В трактате легендарного древнекитайского полководца и мыслителя Сунь-цзы о военном искусстве (почитаемом на Востоке до сих пор) говорится: «Война — это путь обмана. Поэтому, если ты и можешь что-нибудь, показывай противнику, будто не можешь; если ты и пользуешься чем-нибудь, показывай ему, будто ты этим не пользуешься; хотя бы ты и был близко, показывай, будто ты далеко; хотя бы ты и был далеко, показывай, будто ты близко; заманивай его выгодой; приведи его в расстройство и бери его; если у него все полно, будь наготове; если он силен, уклоняйся от него; вызвав в нем гнев, приведи его в состояние расстройства; приняв смиренный вид, вызови в нем самомнение; если его силы свежи, утоми его; если у нею дружны, разъедини; нападай на него, когда он не готов; выступай, когда он не ожидает» [68]. Собственно, именно эту стратегию и тактику осуществлял Китай в связи с начавшейся пандемией, которая невольно оказалась культурной формой биологической войны.

В какой степени создание искусственного вируса в секретной уханьской лаборатории приблизил Китай к мировому господству или отдалил от него, — судить преждевременно (тем более если при этом учитывать и его случайный выброс). Мир разделился в своих реакциях на коронавирус: от ужаса до равнодушия, от политической мобилизации до ощущения апокалипсиса, от прокоммунистических настроений до возрождения расизма, от прострации до политических протестов… Но ясно одно: отныне мы живем в новом мире, в котором всё — вольно или невольно — делится на «до» пандемии и «после». И пока не ясно, как в дальнейшем жить в этом мире.

В любом случае, став источником всемирной пандемии, искусственный вирус обрек человечество на длительную, а может быть, и вечную борьбу с вырвавшейся из-под контроля человека биологической опасностью. Культура оказалась способной модифицировать и реконструировать биологическую природу, «заточить» ее против человека, но была бессильной остановить или преодолеть возникшую биологическую угрозу. Ноосфера («сфера разума»), еще недавно казавшаяся акад. В. И. Вернадскому высшим достижением человечества, способом подчинить биосферу Земли научному знанию [69], оказалась сама включенной в биосферу, неотделимой от нее и подчиненной ее закономерностям, оставшимся во многом неизвестными человеку.

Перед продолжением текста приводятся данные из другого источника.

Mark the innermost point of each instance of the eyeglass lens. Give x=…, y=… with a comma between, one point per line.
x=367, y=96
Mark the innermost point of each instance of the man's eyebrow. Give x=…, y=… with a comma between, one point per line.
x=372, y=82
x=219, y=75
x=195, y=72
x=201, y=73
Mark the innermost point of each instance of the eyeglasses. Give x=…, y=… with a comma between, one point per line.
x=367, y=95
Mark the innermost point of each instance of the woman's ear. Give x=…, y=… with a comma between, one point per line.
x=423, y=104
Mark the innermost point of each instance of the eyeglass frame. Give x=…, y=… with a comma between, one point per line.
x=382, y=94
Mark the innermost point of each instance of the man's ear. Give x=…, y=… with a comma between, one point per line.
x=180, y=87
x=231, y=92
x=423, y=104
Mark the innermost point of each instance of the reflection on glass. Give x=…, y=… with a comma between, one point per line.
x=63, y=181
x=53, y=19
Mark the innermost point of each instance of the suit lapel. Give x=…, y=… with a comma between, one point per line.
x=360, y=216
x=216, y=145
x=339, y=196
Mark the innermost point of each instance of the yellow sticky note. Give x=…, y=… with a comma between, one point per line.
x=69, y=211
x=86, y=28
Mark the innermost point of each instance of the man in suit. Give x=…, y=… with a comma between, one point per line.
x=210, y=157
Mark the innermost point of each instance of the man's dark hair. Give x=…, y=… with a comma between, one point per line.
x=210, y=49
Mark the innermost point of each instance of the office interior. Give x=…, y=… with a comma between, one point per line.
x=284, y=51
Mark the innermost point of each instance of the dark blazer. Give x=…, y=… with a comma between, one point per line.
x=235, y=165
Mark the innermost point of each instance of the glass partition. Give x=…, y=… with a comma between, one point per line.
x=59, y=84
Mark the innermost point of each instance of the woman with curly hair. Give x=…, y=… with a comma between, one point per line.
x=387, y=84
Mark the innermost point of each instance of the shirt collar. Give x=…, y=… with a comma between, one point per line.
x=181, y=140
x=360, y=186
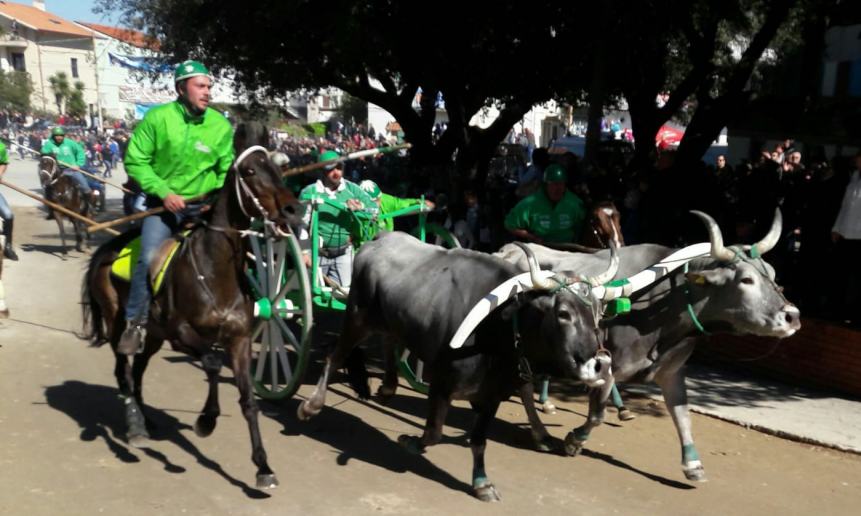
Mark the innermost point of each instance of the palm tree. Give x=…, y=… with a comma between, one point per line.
x=60, y=86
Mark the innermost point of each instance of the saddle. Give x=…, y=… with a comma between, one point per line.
x=124, y=265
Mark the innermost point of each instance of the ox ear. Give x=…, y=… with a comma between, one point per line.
x=714, y=277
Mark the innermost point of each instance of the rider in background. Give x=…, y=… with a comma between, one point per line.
x=179, y=150
x=389, y=203
x=68, y=153
x=5, y=211
x=335, y=223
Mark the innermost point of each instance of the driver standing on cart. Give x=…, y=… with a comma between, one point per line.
x=334, y=222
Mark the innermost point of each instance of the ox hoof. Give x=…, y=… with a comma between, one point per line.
x=412, y=444
x=626, y=415
x=266, y=481
x=573, y=446
x=304, y=412
x=487, y=493
x=696, y=474
x=204, y=426
x=547, y=408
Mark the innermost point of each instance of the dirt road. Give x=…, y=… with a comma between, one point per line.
x=63, y=450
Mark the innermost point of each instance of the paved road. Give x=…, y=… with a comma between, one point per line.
x=63, y=448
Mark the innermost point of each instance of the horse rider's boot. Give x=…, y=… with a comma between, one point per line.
x=131, y=341
x=8, y=250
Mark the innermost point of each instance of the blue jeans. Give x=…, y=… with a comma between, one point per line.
x=5, y=210
x=154, y=231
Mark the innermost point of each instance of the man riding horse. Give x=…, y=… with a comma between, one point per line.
x=70, y=153
x=5, y=211
x=179, y=150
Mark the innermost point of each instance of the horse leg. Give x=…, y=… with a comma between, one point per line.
x=481, y=486
x=576, y=439
x=390, y=378
x=352, y=333
x=59, y=219
x=676, y=397
x=540, y=437
x=240, y=354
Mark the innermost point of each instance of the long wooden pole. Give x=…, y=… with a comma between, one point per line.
x=137, y=216
x=90, y=222
x=355, y=155
x=73, y=167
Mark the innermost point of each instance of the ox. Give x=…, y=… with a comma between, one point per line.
x=418, y=294
x=727, y=290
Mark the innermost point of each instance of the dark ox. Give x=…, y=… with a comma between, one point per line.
x=729, y=290
x=417, y=295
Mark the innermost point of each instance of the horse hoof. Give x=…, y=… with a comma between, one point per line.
x=573, y=446
x=696, y=474
x=138, y=440
x=204, y=426
x=487, y=493
x=626, y=415
x=304, y=413
x=266, y=481
x=412, y=444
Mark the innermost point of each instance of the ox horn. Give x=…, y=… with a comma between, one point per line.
x=534, y=270
x=612, y=269
x=718, y=251
x=770, y=240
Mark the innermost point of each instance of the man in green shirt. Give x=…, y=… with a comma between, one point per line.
x=335, y=220
x=552, y=214
x=389, y=203
x=5, y=210
x=179, y=150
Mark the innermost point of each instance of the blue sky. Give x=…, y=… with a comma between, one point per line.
x=74, y=10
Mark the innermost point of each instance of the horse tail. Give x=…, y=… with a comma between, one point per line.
x=91, y=311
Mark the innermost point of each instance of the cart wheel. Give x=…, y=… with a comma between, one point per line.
x=438, y=235
x=281, y=339
x=412, y=370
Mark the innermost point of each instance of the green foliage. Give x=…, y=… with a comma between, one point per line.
x=60, y=86
x=15, y=90
x=75, y=103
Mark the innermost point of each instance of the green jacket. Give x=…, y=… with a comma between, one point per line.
x=172, y=151
x=334, y=224
x=67, y=153
x=561, y=223
x=389, y=204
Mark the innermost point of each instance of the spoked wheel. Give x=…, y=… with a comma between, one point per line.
x=413, y=370
x=437, y=235
x=281, y=339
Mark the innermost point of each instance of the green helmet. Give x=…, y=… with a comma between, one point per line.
x=555, y=173
x=187, y=69
x=328, y=156
x=371, y=188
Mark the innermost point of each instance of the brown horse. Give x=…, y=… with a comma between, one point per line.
x=205, y=299
x=63, y=190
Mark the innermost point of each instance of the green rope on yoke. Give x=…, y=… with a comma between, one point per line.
x=690, y=307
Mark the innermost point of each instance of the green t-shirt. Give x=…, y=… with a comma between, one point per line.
x=389, y=204
x=561, y=223
x=172, y=151
x=67, y=153
x=335, y=223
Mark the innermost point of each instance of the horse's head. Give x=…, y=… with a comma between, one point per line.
x=605, y=222
x=259, y=190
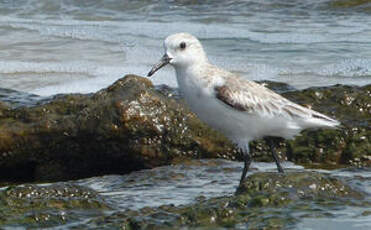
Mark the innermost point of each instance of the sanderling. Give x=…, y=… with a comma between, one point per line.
x=242, y=110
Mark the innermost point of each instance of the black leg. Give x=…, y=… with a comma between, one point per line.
x=247, y=162
x=271, y=145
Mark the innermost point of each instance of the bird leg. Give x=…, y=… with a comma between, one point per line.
x=247, y=162
x=272, y=148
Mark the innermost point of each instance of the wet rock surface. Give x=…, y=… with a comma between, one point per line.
x=131, y=125
x=35, y=206
x=348, y=145
x=126, y=127
x=265, y=201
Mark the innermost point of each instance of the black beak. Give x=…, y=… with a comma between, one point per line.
x=164, y=61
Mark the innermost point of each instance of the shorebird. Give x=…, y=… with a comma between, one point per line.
x=242, y=110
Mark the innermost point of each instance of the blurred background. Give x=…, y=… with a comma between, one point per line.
x=49, y=47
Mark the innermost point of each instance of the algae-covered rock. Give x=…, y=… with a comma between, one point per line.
x=264, y=201
x=36, y=206
x=348, y=145
x=128, y=126
x=131, y=125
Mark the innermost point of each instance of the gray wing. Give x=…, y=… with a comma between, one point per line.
x=253, y=98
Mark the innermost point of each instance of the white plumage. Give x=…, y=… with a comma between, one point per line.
x=242, y=110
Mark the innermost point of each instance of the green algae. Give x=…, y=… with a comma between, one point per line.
x=264, y=201
x=131, y=125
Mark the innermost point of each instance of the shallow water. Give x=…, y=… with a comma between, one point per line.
x=50, y=47
x=187, y=183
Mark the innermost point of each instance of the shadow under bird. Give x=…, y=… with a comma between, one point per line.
x=242, y=110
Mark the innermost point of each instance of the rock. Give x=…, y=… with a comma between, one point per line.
x=35, y=206
x=131, y=125
x=265, y=201
x=128, y=126
x=348, y=145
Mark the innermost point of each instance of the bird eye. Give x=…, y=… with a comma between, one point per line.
x=182, y=45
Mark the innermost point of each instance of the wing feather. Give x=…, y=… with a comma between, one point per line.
x=255, y=99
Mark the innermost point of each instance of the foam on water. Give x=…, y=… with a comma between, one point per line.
x=81, y=47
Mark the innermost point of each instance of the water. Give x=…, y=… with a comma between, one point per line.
x=49, y=47
x=185, y=183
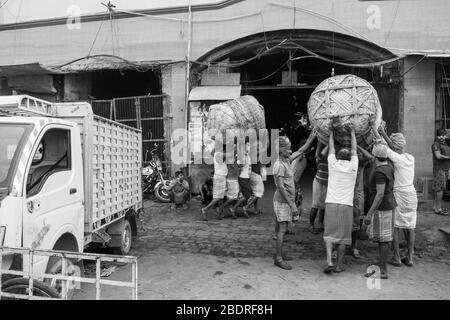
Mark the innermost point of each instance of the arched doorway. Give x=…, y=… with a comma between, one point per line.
x=264, y=60
x=282, y=68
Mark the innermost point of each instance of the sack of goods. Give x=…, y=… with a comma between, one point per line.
x=234, y=115
x=349, y=98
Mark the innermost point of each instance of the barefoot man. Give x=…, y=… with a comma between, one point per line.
x=342, y=171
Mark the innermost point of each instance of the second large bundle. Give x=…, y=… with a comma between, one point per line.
x=345, y=98
x=242, y=113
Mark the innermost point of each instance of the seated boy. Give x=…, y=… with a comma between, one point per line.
x=206, y=190
x=179, y=191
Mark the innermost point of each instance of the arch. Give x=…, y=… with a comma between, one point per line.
x=342, y=47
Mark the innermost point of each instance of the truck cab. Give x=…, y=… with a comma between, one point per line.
x=41, y=183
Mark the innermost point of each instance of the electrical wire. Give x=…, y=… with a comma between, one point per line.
x=392, y=22
x=95, y=38
x=4, y=4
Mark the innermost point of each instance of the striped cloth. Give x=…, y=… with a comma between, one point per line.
x=406, y=211
x=257, y=185
x=219, y=186
x=282, y=211
x=232, y=189
x=338, y=223
x=381, y=227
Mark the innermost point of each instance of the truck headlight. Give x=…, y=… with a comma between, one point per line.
x=2, y=235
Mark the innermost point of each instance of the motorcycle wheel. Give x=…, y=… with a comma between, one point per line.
x=161, y=193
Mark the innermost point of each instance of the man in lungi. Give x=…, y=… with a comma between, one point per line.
x=342, y=171
x=232, y=188
x=244, y=181
x=441, y=166
x=380, y=217
x=257, y=186
x=405, y=214
x=319, y=190
x=284, y=199
x=219, y=182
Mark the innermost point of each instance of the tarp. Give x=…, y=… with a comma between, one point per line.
x=215, y=93
x=26, y=69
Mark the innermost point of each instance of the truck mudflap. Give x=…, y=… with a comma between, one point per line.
x=28, y=285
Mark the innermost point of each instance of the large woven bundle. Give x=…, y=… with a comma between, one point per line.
x=346, y=97
x=242, y=113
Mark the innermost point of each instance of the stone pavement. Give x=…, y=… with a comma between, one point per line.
x=181, y=230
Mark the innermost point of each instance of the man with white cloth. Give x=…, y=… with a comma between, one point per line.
x=405, y=214
x=342, y=171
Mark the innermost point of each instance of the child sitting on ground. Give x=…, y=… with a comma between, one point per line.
x=179, y=191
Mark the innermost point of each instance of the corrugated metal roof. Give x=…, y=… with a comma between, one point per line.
x=215, y=93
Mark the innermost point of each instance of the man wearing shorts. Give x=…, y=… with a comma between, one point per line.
x=441, y=165
x=319, y=191
x=219, y=182
x=284, y=199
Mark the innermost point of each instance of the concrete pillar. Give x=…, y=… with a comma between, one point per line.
x=419, y=97
x=173, y=86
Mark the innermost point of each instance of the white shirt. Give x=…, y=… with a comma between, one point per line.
x=403, y=168
x=246, y=168
x=341, y=180
x=220, y=167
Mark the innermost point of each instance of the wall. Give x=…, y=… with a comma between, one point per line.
x=173, y=86
x=419, y=112
x=77, y=87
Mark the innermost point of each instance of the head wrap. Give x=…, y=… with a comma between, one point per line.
x=284, y=143
x=398, y=140
x=380, y=150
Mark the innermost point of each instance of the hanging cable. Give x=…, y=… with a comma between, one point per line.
x=96, y=35
x=4, y=4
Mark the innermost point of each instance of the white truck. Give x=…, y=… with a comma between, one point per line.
x=67, y=178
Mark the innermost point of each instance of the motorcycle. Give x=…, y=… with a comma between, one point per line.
x=152, y=178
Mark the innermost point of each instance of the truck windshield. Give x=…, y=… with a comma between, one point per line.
x=12, y=140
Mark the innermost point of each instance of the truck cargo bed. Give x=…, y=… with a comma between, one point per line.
x=112, y=165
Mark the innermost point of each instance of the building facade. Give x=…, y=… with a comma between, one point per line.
x=401, y=47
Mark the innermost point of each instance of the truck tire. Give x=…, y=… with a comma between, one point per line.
x=125, y=245
x=54, y=266
x=161, y=193
x=20, y=286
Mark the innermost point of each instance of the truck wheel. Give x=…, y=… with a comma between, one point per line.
x=55, y=267
x=161, y=193
x=125, y=246
x=20, y=286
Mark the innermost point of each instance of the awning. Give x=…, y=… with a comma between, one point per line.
x=25, y=69
x=215, y=93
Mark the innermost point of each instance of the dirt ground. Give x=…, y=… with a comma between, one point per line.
x=182, y=257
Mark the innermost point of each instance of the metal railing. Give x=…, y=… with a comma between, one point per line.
x=64, y=277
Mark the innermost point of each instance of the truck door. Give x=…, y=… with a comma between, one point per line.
x=54, y=189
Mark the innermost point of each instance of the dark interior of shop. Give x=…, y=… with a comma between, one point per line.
x=109, y=84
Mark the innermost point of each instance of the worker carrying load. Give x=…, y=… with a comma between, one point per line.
x=242, y=113
x=346, y=98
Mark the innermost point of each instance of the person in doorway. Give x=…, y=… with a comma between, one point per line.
x=358, y=199
x=257, y=186
x=219, y=182
x=178, y=190
x=206, y=190
x=244, y=182
x=405, y=214
x=319, y=190
x=441, y=167
x=379, y=218
x=283, y=200
x=232, y=188
x=342, y=171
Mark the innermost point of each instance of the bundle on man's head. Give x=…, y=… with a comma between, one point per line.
x=379, y=150
x=284, y=143
x=398, y=140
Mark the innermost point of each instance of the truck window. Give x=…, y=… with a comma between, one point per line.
x=51, y=156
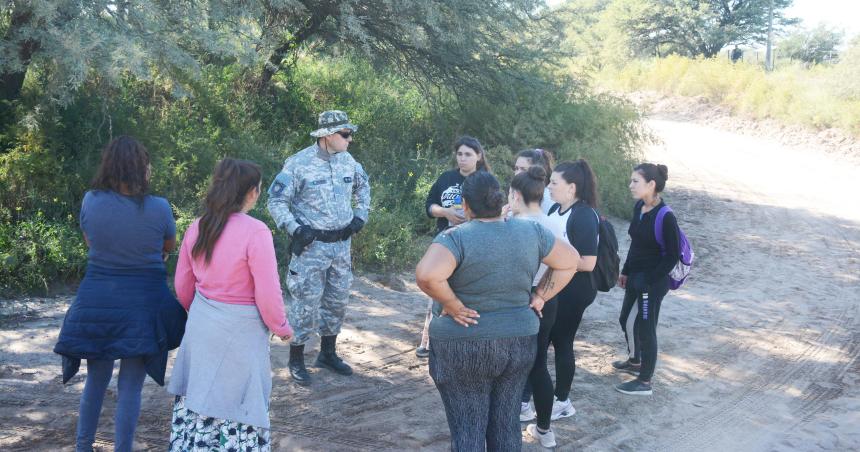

Состояние войны с использованием биооружия вдруг стало постоянным для человечества, причем неясно, — это война внутри человечества (между отдельными странами или народами) или война всего человечества с неподвластной ему природой. Грань между войной и миром стала неуловимой. Глобализация мироздания подошла к человеку с неожиданной стороны — со стороны биологии — и практически уравняла шансы выживания отдельных индивидов, сообществ и человечества в целом. Уделом дальнейшей социальной и культурной жизни на Земле стала, таким образом, новая виртуальность, оказавшаяся спасительной и обнадеживающей перед лицом невидимой и непредсказуемой смерти. Но и средства спасения от общечеловеческой угрозы оказались столь же невидимыми и непредсказуемыми. Отныне виртуальная реальность становится постоянной средой обитания человека и человечества, и разные пути дальнейшего исторического развития открываются перед нами.

Примечания:

[1] Софокл. Трагедии. М.: Худож. литература, 1988. С. 39, 44.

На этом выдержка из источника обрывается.